Here are 10 things to know about the much-maligned and enduring government charter rule:
- TRIM came into existence in the late 1970s after California’s Proposition 13, which rolled back and froze property taxes, triggered anti-property tax sentiment across the country. Taxpayer rage over the way public officials used public money swelled just as Ronald Reagan made his ascent to the White House. In Prince George’s, Larry Hogan Sr. (yes, the father of the current Maryland governor), was elected in 1978 on an anti-tax message. He would be the last Republican to serve as county executive.
- Before TRIM came to voters, Prince George’s had been transforming from a rural outpost to a suburban refuge for less-affluent whites from Southeast Washington. The transformation sparked unrestrained and unorganized development across the county that became expensive to maintain. Allegations of corruption surfaced, and scandals over the zoning process erupted. The aftermath sent a county commissioner, the head of the planning commission and several developers to prison — fueling anti-government feelings that persist to this day.
- It was Maryland Democratic state senator William J. Goodman who wrote the referendum that gave birth to TRIM, because he believed Prince George’s was over-taxed. Along with former state delegate David Bird (D), Goldman assembled a team to fight for capping property taxes at the level collected in 1979.
- Originally, the tax cap froze the dollar amount of property taxes — not the tax rate. In other words, Prince George’s government could not collect in property tax more than the amount of revenue raised in 1979 (irrespective of inflation and home values): $143.9 million.
- Prince George’s entered another growth spurt, and, by 1984, thousands of new residents had settled there. Two years into his first term, then-county executive Parris Glendening (D) said he was frustrated by budget deficits and constrained by the tax cap. The county needed revenue, he said, but had few, if any, options. Glendening convinced residents to remove the revenue ceiling, modifying TRIM so that the total amount collected could increase if property values escalated and the tax base expanded.
- As a result of Glendening’s media blitz campaign, called “Freeze the tax rate,” the County Council was authorized to levy taxes on 40 percent of the value of real property at a rate of $2.40 for each $100 of assessed value. Revenues increased by about $6 million to $8 million.
- Proponents and opponents of the tax cap have persistently fought to defend and destroy the measure in court. In 1991, the courts allowed Prince George’s government to bypass the limit and raise the rate to cover a budget shortfall and pay off pre-TRIM debt obligations.
- Some politicians avoided the intense debate over TRIM altogether — especially if they had more conservative constituencies — but were finding it increasingly difficult to fund government services, such as schools. Other special taxes were created, and some costs shifted to the state and agencies, such as the Maryland-National Capital Park and Planning Commission, which were exempt from caps.

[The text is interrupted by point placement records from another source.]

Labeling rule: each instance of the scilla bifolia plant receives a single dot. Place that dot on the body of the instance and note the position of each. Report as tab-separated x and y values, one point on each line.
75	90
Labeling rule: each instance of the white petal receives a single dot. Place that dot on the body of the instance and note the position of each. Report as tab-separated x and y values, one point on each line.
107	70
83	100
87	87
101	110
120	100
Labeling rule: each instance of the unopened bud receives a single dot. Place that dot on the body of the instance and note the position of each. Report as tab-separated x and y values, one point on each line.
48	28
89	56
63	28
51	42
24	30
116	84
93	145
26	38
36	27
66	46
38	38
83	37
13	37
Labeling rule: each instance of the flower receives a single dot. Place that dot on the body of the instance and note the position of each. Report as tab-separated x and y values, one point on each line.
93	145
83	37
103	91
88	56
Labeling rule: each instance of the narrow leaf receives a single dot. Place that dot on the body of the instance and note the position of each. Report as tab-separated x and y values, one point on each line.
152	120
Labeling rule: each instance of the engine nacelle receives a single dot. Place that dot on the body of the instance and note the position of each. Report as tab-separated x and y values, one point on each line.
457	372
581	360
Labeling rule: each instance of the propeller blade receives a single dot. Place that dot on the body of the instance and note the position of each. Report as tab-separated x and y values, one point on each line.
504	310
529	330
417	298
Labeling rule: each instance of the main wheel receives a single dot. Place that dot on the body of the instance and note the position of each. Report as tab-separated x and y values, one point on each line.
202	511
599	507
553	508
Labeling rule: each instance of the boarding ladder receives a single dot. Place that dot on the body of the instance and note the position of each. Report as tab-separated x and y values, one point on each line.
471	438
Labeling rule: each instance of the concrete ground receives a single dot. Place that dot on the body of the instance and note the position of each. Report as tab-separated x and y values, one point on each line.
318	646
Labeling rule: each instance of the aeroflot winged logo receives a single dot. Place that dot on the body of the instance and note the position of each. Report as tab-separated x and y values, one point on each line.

- Prince George’s first black county executive, Wayne K. Curry, declared the county had outgrown TRIM. Upper-class and middle-income African Americans from Mitchellville and Lake Arbor largely and quietly led a well-financed repeal effort. They thought more money would improve schools where the majority of students were black. But Hyattsville activist Judy Robinson fought back in 1996 with her Truth iN Taxation organization, and voters — black and white — overwhelmingly upheld TRIM. Curry conceded defeat: “The voters of Prince George’s have spoken … they have called for a smaller, leaner government. And that’s exactly what they will get.”
- Under a new computation model that assesses value at 100 percent rather than at 40 percent, the tax cap became 96 cents per $100 of assessed value in 2001. It has stood, unchanged, ever since.
The current debate over TRIM mirrors those of the past. It’s a conversation about government spending, mistrust and keeping up with the neighbors, such as Montgomery and Fairfax counties. In an interview, former delegate Bird, who now lives in Howard County, said he was chagrined to see Prince George’s cap in danger again: “It remains one of the few checks the public has on government. It would be a shame if you don’t let voters decide.” But to Glendening and other elected officials trying to balance Prince George’s annual budget, TRIM is one of many reasons the county struggled to make progress improving schools and attracting sought-after businesses.